Monday, November 9, 2009

What's under the hood: Supercompact RTFs

Have you ever wondered what are those "supercompact RTFs" enabled by default in the "Tools | Options..." window of Atlantis?



Are there two flavors of the RTF format?

Not actually. There is a single Rich Text Format standard from Microsoft. But RTF files can be generated differently.

To begin with, any RTF document generated by Atlantis, is a valid RTF file compliant with the RTF specification. But this specification allows some document elements to be saved in multiple different but still valid ways. Atlantis simply exploits the possibilities offered by the RTF specification to generate smaller RTF files.

You might wonder why then offer to save "non-supercompact" RTFs if "supercompact" RTFs are always smaller than their "traditional" counterparts? The answer is very simple: not every word processing application supports all the features of the RTF specification. Consequently not every software can display supercompact RTFs correctly. Luckily, this mainly applies to older word processors. All major modern word processors (including MS Word and OpenOffice) display the supercompact RTFs of Atlantis as intended. So you might need to uncheck the "Save supercompact RTF documents" option in Atlantis only if you are going to send your RTF documents to someone whose word processor cannot display supercompact RTFs correctly.

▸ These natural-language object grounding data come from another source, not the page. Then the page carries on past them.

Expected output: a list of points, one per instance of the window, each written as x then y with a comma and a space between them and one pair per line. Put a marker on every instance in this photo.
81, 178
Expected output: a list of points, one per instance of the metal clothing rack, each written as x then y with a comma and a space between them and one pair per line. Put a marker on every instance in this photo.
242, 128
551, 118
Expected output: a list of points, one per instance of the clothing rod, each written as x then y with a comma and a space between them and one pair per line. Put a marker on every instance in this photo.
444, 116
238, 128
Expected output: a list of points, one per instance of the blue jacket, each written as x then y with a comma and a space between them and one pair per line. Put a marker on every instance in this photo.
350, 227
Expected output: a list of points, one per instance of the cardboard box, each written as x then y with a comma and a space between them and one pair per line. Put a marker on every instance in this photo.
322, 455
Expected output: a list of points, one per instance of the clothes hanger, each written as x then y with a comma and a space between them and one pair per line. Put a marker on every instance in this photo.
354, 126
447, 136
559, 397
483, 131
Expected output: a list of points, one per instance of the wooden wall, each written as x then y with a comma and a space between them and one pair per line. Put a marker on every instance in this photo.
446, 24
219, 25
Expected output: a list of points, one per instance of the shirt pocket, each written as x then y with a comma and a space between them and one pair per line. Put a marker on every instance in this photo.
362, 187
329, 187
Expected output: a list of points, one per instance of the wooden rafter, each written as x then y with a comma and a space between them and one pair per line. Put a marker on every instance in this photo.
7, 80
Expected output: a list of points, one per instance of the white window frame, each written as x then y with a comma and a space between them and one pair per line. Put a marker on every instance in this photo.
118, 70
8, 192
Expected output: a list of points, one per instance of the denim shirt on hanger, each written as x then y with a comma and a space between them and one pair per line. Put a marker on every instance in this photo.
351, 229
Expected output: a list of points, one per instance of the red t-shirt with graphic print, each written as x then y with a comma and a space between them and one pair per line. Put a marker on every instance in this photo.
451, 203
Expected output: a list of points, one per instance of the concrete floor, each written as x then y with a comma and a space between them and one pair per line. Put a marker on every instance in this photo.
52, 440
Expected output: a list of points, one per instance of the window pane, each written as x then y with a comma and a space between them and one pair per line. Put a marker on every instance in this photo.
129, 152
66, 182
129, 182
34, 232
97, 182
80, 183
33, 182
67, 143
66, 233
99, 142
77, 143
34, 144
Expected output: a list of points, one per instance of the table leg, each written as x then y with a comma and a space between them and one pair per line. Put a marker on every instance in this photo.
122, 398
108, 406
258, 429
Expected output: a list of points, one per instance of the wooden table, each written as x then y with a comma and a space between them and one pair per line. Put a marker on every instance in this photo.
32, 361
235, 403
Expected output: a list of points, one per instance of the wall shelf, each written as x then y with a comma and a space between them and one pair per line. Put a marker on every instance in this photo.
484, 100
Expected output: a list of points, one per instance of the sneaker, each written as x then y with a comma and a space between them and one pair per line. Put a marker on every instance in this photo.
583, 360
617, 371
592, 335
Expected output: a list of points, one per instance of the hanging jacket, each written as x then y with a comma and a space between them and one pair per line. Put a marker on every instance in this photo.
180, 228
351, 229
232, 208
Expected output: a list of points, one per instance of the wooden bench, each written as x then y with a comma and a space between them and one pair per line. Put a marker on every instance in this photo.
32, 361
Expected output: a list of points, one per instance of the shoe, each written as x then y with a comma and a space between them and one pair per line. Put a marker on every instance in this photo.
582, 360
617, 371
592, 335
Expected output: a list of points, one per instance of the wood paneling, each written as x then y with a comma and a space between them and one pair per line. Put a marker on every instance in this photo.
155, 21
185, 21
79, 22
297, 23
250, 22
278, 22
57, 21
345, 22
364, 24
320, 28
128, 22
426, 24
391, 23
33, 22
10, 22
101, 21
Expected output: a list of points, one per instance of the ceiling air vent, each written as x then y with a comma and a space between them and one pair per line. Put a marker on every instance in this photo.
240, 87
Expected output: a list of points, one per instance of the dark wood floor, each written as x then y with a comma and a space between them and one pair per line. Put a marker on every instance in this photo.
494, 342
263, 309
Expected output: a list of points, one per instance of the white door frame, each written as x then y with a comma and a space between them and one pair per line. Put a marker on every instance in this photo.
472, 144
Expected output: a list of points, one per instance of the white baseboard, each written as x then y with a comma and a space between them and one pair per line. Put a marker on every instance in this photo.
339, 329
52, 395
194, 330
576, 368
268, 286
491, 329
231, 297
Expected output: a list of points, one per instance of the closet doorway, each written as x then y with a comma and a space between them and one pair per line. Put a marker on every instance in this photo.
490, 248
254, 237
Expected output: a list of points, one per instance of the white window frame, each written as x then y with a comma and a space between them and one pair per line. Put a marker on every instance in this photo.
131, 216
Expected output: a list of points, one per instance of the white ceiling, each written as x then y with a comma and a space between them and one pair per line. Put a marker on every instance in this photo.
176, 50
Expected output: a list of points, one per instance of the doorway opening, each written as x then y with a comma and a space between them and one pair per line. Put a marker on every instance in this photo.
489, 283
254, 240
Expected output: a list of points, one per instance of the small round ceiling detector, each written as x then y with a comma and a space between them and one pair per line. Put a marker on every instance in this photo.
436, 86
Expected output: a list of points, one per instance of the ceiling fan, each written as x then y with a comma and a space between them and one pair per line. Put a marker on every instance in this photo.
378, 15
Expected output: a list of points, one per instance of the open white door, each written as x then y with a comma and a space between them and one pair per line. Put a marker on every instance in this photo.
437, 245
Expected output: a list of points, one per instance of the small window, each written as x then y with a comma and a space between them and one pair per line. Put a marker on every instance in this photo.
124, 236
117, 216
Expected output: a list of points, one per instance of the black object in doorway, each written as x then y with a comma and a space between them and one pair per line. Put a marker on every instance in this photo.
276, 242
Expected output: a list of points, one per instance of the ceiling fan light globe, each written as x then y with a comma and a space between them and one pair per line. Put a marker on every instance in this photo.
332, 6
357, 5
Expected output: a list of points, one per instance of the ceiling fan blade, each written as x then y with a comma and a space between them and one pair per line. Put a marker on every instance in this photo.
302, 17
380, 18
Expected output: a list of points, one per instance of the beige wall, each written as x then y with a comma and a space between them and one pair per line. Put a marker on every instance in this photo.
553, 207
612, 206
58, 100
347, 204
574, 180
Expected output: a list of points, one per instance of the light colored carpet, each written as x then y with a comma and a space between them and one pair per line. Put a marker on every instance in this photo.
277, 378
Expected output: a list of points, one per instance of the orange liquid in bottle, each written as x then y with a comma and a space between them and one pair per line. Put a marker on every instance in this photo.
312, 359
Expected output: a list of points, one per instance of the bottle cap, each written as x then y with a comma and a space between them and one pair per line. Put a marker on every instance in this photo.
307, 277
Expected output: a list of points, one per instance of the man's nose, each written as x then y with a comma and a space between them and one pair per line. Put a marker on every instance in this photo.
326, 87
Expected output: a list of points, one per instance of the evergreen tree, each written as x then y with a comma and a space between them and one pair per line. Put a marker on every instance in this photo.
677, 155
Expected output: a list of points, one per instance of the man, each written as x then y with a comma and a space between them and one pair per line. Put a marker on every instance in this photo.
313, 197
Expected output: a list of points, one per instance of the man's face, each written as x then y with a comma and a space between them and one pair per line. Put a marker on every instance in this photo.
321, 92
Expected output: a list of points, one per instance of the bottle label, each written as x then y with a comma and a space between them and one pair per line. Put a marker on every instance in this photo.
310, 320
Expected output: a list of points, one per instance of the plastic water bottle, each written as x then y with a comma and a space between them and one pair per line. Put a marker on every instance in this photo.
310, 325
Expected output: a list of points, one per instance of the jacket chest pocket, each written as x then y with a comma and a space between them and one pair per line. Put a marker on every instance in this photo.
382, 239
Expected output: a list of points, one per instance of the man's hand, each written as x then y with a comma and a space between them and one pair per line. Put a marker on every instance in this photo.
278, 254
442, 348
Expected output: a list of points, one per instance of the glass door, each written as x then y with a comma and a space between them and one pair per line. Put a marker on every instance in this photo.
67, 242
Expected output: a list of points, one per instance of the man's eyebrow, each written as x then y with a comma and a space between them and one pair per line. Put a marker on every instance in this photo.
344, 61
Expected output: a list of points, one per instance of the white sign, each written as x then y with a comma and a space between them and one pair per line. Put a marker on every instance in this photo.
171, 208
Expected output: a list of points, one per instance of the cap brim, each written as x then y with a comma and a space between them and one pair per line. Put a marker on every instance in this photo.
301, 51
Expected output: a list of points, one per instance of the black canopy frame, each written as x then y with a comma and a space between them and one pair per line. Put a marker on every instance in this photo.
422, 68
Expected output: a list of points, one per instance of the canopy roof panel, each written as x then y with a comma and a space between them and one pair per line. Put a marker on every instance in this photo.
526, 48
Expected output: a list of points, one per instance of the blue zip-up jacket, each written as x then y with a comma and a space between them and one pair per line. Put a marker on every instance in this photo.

OK, then what's exactly the difference between "supercompact RTFs" and "non-supercompact RTFs"? If you need technical details, here they are:

1) A paragraph in traditional RTFs is normally terminated by a sequence of 6 characters (bytes):

\par<carriage_return><line_feed>


"<carriage_return><line_feed>" (or CR/LF - two bytes with codes 13 and 10) is a standard combination terminating any line in most plain text files in Windows.

A paragraph in supercompact RTFs is terminated by 2 characters (bytes) only:

\<carriage_return>


You save 4 bytes per paragraph if you save the document as supercompact.

2) Most non-English characters in traditional RTFs are stored in a 4-byte format:

\'<NN>


<NN> is a two-byte character code in hexadecimal format.

In supercompact RTFs, such characters are normally saved as a single byte containing the ANSI code of a character.

For example, the "é" letter (e-acute) is saved to traditional RTFs as

\'e9


This "é" letter is stored within supercompact RTFs as a single byte with code 233.

So, you save 3 bytes per a non-English character if you save as supercompact.

3) Finally, a difference which makes supercompact files really a useful option.

Pictures are always stored in traditional RTFs as Windows metafiles.

In supercompact RTFs, pictures are stored as PNGs or JPEGs.

In most cases, metafiles are much bigger than their counterparts in the PNG or JPEG format. Have I said "much bigger"? I actually wanted to say "MUCH-MUCH bigger". A tenfold difference in size between the metafile and PNG versions of the same picture is a completely normal thing.

So if your RTF document contains pictures, you can DRAMATICALLY shrink its file size by saving as supercompact RTF.

2 comments:

ralphg said...

CR is short for "carriage return," not "caret return."

The term comes from the days of the typewriter, where the typist pushed the carriage return lever to return the carriage (the roller holding the paper) back to the left margin location -- to start the next line of text.

Electric typewriters automatically performed the carriage return when the carriage reached the right margin. In this case, the typist manually did a second CR to start a new paragraph.

Atlantis Word Processor Team said...

Of course, you're right. I use the "caret" word so often, it just pops out. It's on the top of my mind. Will be corrected. Thanks.